Kapalıçarşı’da 40 Bin Adım: Günde ortalama 40.000 adım atarak Kapalıçarşı’da dolaşan bir Şerbetçi'nin gözüyle, tarihi Kapalıçarşı’nın dününü ve bugününü anlatan 30 dakikalık belgesel film (1980).

Aşık Ali İzzet Özkan: Türkiye'de "aşıklık" geleneğinin son temsilcilerinden kabul edilen halk ozanı Aşık Ali İzzet Özkan’ın hayatına ve eserlerine ilişkin 30 dakikalık belgesel film (1980).

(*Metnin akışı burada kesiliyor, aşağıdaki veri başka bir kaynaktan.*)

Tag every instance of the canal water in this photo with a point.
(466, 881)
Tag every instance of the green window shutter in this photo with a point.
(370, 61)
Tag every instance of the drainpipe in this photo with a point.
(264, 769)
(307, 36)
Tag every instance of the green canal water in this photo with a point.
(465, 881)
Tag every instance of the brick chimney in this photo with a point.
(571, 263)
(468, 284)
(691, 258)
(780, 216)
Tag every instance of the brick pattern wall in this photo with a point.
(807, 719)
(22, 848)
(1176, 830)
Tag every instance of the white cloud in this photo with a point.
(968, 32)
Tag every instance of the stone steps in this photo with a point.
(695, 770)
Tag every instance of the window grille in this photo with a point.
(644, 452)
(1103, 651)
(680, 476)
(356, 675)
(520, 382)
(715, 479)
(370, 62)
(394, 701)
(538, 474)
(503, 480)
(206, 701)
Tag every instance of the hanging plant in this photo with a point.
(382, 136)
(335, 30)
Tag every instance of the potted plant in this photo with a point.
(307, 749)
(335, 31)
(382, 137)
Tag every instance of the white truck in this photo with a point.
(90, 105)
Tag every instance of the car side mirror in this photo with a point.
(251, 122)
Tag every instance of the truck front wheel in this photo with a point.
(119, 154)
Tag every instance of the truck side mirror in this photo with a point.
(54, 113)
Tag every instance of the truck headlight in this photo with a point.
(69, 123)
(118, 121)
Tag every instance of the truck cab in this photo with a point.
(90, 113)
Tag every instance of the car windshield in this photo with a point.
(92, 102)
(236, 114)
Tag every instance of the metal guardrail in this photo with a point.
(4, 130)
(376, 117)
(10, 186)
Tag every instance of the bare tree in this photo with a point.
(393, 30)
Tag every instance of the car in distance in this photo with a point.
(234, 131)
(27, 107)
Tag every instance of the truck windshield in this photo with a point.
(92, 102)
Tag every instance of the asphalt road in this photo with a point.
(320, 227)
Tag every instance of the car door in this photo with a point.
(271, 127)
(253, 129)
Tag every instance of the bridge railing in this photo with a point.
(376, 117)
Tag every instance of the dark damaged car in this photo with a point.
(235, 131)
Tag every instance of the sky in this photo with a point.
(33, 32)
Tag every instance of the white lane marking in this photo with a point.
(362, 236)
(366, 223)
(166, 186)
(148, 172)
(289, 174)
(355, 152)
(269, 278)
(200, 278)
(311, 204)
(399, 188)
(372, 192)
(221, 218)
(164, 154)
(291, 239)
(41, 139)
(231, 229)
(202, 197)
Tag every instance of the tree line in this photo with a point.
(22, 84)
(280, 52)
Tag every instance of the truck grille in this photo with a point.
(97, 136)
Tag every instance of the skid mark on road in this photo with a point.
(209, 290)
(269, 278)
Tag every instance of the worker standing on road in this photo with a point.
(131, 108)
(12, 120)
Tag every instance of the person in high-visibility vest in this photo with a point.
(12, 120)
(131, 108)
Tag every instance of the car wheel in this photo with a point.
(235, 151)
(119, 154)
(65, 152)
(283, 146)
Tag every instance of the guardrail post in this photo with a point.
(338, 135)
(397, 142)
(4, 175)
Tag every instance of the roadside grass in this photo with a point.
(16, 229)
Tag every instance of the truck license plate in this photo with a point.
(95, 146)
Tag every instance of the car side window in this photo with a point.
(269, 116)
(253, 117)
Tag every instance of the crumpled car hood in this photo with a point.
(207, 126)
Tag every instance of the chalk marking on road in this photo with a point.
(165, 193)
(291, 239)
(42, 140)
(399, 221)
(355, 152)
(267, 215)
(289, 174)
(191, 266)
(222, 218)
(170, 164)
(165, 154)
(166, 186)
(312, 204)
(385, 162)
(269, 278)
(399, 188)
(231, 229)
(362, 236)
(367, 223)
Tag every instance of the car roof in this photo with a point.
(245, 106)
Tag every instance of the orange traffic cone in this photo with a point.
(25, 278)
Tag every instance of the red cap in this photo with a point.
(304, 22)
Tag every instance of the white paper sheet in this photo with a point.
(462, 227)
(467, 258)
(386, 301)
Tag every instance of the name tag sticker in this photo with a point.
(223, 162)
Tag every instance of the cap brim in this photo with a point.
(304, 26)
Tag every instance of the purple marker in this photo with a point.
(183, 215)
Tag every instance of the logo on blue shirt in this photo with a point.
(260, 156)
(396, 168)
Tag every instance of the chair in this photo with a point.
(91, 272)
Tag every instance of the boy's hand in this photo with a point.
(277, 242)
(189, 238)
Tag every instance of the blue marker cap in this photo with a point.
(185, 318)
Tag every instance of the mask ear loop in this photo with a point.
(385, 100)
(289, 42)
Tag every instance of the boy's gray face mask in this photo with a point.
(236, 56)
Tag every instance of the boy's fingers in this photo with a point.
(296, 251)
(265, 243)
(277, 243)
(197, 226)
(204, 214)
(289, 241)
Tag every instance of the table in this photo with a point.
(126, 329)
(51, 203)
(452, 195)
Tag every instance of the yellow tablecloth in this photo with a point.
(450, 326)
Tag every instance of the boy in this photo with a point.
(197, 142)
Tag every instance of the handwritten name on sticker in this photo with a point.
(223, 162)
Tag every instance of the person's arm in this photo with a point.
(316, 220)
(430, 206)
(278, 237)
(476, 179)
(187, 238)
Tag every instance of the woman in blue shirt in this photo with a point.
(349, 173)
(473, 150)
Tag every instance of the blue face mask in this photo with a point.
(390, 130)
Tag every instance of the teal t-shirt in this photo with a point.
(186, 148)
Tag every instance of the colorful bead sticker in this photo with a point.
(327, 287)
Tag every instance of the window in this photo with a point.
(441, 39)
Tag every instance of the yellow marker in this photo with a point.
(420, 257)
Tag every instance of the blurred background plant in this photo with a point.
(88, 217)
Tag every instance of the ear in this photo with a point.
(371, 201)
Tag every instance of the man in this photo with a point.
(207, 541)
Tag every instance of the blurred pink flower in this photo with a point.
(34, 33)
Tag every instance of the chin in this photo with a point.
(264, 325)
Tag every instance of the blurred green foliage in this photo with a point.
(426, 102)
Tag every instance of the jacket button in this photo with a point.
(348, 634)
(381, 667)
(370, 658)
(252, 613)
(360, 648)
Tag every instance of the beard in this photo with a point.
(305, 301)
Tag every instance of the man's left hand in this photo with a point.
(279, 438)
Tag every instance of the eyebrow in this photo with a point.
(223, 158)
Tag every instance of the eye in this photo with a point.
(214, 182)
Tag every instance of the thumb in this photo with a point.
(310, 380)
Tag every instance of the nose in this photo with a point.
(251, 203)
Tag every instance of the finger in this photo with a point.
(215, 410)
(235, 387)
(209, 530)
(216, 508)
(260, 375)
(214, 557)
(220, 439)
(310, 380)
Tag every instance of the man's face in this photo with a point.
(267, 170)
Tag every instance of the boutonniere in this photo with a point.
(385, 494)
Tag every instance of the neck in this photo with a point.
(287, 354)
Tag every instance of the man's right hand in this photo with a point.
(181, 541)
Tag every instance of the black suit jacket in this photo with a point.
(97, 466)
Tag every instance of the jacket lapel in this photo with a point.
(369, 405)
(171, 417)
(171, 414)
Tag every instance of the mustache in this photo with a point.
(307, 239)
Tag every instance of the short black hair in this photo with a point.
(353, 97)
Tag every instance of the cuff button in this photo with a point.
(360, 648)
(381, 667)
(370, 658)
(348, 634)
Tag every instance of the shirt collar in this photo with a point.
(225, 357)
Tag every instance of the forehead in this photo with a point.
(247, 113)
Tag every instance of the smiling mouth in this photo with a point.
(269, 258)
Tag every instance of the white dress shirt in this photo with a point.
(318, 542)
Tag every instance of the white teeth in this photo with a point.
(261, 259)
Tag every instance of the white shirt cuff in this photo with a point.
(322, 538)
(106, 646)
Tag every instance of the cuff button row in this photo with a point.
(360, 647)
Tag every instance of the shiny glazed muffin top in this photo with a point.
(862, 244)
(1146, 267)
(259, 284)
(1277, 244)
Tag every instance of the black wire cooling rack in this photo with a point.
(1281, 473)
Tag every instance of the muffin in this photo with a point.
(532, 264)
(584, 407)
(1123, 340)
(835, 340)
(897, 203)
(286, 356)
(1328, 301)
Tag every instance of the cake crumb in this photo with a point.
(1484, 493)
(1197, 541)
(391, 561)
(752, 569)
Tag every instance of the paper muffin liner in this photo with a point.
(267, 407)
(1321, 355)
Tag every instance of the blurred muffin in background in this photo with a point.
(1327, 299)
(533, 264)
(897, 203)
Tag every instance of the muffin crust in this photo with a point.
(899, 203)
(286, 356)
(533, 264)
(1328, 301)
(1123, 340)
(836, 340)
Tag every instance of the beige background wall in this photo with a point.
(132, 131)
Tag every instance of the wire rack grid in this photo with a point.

Cemal Reşit Rey: Klasik batı müziğinin halka sevdirilmesinde büyük katkıları olan, Cumhuriyet Dönemi'nin en önemli besteci ve hocalarından Cemal Reşit Rey'in hayat öyküsünü ve eserlerini yansıtmayı amaçlayan 30 dakikalık biyografik belgesel (1980).

Dolmabahçe ve Atatürk: Atatürk'ün doğumunun 100.yıldönümü (1981) vesilesi ile gerçekleştirilen 45 dakikalık bu belgesel filmde, İstanbul’daki ünlü Dolmabahçe Sarayı’nın tarihçesi ile Osmanlı ve Cumhuriyet dönemindeki işlevleri anlatılmaktadır (1981).

Anadolu'nun Petrol Yolu: Petrol Ofisi'ni tanıtmak amacıyla gerçekleştirilen 30 dakikalık belgesel film. (Bu film, A.Ü.Siyasal Bilgiler Fakültesi Basın Yayın Yüksek Okulu öğrencileri ile birlikte gerçekleştirilmiştir.)

Kula'da Üç Gün: Ege Bölgesinde yer alan ve geleneksel Türk mimarisini yansıtan tarihi evleriyle bir "müze kent" görünümünde olan Kula’yı, mimari, kültürel ve sosyal yönleriyle tanıtmayı, bu tür evlerin korunması için kamuoyunda belli bir bilinç oluşmasını amaçlayan 40 dakikalık belgesel film (Bu film A.Ü. Siyasal Bilgiler Fakültesi Basın Yayın Yüksek Okulu öğrencileri ile birlikte gerçekleştirilmiştir.)(1983).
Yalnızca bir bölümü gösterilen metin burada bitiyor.